LLMs can hide text in other text of the same length
2510.20075v2
cs.AI, cs.CL, cs.CR, cs.LG
2025-10-27
Авторы:
Antonio Norelli, Michael Bronstein
Abstract
A meaningful text can be hidden inside another, completely different yet
still coherent and plausible, text of the same length. For example, a tweet
containing a harsh political critique could be embedded in a tweet that
celebrates the same political leader, or an ordinary product review could
conceal a secret manuscript. This uncanny state of affairs is now possible
thanks to Large Language Models, and in this paper we present a simple and
efficient protocol to achieve it.

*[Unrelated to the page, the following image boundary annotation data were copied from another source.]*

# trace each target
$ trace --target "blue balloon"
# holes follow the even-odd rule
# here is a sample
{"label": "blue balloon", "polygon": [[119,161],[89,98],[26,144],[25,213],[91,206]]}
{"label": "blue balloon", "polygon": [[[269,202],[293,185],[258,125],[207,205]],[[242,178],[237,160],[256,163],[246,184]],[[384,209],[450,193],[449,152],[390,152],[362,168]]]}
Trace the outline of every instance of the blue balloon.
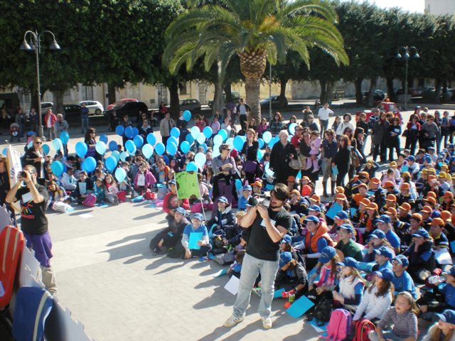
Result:
{"label": "blue balloon", "polygon": [[212,137],[212,134],[213,134],[213,130],[212,130],[211,127],[207,126],[204,127],[202,132],[207,139],[210,139],[210,137]]}
{"label": "blue balloon", "polygon": [[183,119],[187,122],[189,122],[190,119],[191,119],[191,113],[189,110],[185,110],[182,116],[183,117]]}
{"label": "blue balloon", "polygon": [[154,147],[151,144],[145,144],[142,146],[142,154],[146,158],[150,158],[154,153]]}
{"label": "blue balloon", "polygon": [[242,136],[237,136],[234,138],[234,148],[238,151],[240,151],[242,150],[244,143],[245,142],[243,141],[243,139],[242,139]]}
{"label": "blue balloon", "polygon": [[205,158],[205,154],[203,153],[198,153],[194,156],[194,162],[200,168],[203,168],[204,167],[207,158]]}
{"label": "blue balloon", "polygon": [[87,149],[88,149],[88,147],[82,141],[80,141],[76,144],[76,146],[75,146],[76,154],[77,154],[77,156],[79,156],[80,158],[83,158],[84,156],[85,156]]}
{"label": "blue balloon", "polygon": [[218,135],[221,135],[223,141],[226,141],[228,139],[228,131],[226,131],[226,129],[220,130],[218,131]]}
{"label": "blue balloon", "polygon": [[213,136],[213,144],[218,144],[219,146],[223,144],[223,136],[220,134]]}
{"label": "blue balloon", "polygon": [[167,144],[169,142],[172,142],[173,144],[176,144],[177,146],[178,146],[178,140],[173,136],[169,137],[169,139],[168,139],[168,141],[166,144]]}
{"label": "blue balloon", "polygon": [[125,162],[127,161],[127,158],[128,156],[129,156],[126,151],[122,151],[122,153],[120,153],[120,160],[122,160],[123,162]]}
{"label": "blue balloon", "polygon": [[106,144],[105,144],[102,141],[99,141],[95,145],[95,148],[99,154],[103,155],[105,153],[106,153]]}
{"label": "blue balloon", "polygon": [[154,133],[149,133],[147,135],[147,142],[151,146],[154,146],[156,143],[156,137]]}
{"label": "blue balloon", "polygon": [[125,129],[123,127],[122,124],[119,124],[115,127],[115,134],[119,136],[123,135],[123,133],[125,131]]}
{"label": "blue balloon", "polygon": [[60,139],[62,140],[62,144],[66,144],[68,143],[68,141],[70,140],[70,134],[68,134],[68,131],[63,131],[61,133],[60,133]]}
{"label": "blue balloon", "polygon": [[193,138],[191,134],[188,134],[188,135],[186,135],[185,140],[187,141],[190,144],[190,145],[193,144],[193,143],[194,142],[194,139]]}
{"label": "blue balloon", "polygon": [[58,138],[54,139],[53,140],[52,140],[52,147],[55,151],[60,150],[61,148],[63,147],[63,144],[62,144],[62,140],[60,140]]}
{"label": "blue balloon", "polygon": [[184,141],[182,142],[182,144],[180,145],[180,150],[185,154],[190,151],[191,148],[191,146],[190,146],[190,143],[188,141]]}
{"label": "blue balloon", "polygon": [[104,134],[100,136],[100,141],[101,141],[102,142],[104,142],[105,144],[107,143],[107,140],[108,140],[107,136]]}
{"label": "blue balloon", "polygon": [[166,151],[166,147],[164,146],[164,145],[161,142],[157,143],[156,146],[155,146],[155,151],[156,152],[156,153],[158,155],[163,155],[164,151]]}
{"label": "blue balloon", "polygon": [[270,131],[264,131],[262,139],[264,139],[264,142],[268,144],[270,142],[270,140],[272,140],[272,133]]}
{"label": "blue balloon", "polygon": [[269,142],[269,146],[270,148],[272,148],[274,145],[279,141],[279,138],[278,136],[274,137],[272,140],[270,140],[270,142]]}
{"label": "blue balloon", "polygon": [[136,146],[134,145],[134,142],[133,142],[132,140],[128,140],[127,142],[125,142],[125,148],[130,153],[133,152],[135,146]]}
{"label": "blue balloon", "polygon": [[109,150],[111,151],[117,151],[117,148],[119,148],[119,145],[114,141],[111,141],[109,143]]}
{"label": "blue balloon", "polygon": [[177,145],[173,142],[168,142],[166,146],[166,150],[168,151],[169,155],[173,156],[176,155],[176,153],[177,153]]}
{"label": "blue balloon", "polygon": [[173,137],[180,136],[180,129],[176,126],[174,126],[173,129],[171,129],[171,136]]}
{"label": "blue balloon", "polygon": [[97,167],[97,161],[92,156],[89,156],[82,162],[82,169],[87,172],[92,172]]}
{"label": "blue balloon", "polygon": [[54,161],[50,163],[50,169],[55,175],[60,176],[63,174],[63,163],[60,161]]}
{"label": "blue balloon", "polygon": [[106,165],[107,170],[109,172],[112,172],[117,166],[117,158],[111,155],[108,158],[106,158],[106,160],[105,160],[105,164]]}
{"label": "blue balloon", "polygon": [[190,133],[191,133],[191,136],[193,139],[196,139],[199,134],[200,134],[200,130],[196,126],[192,126],[191,129],[190,129]]}
{"label": "blue balloon", "polygon": [[119,162],[119,160],[120,160],[120,152],[119,151],[114,151],[111,156],[114,156],[117,162]]}
{"label": "blue balloon", "polygon": [[188,165],[186,165],[185,170],[186,170],[187,172],[197,172],[198,165],[196,165],[195,162],[191,161]]}
{"label": "blue balloon", "polygon": [[[43,148],[43,151],[44,151],[44,153],[46,153],[46,155],[48,155],[50,151],[50,148],[49,148],[49,146],[48,146],[47,144],[43,144],[41,148]],[[4,155],[6,155],[6,154],[5,153]]]}
{"label": "blue balloon", "polygon": [[115,178],[119,183],[122,182],[127,177],[127,172],[123,168],[119,167],[115,170]]}
{"label": "blue balloon", "polygon": [[144,138],[140,135],[136,135],[134,136],[134,139],[133,139],[133,142],[134,142],[137,148],[141,148],[144,144]]}
{"label": "blue balloon", "polygon": [[133,131],[132,126],[128,126],[127,128],[125,128],[125,136],[128,139],[131,139],[132,137],[133,137],[134,134],[134,131]]}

We show that even modest 8-billion-parameter
open-source LLMs are sufficient to obtain high-quality results, and a message
as long as this abstract can be encoded and decoded locally on a laptop in
seconds. The existence of such a protocol demonstrates a radical decoupling of
text from authorial intent, further eroding trust in written communication,
already shaken by the rise of LLM chatbots. We illustrate this with a concrete
scenario: a company could covertly deploy an unfiltered LLM by encoding its
answers within the compliant responses of a safe model. This possibility raises
urgent questions for AI safety and challenges our understanding of what it
means for a Large Language Model to know something.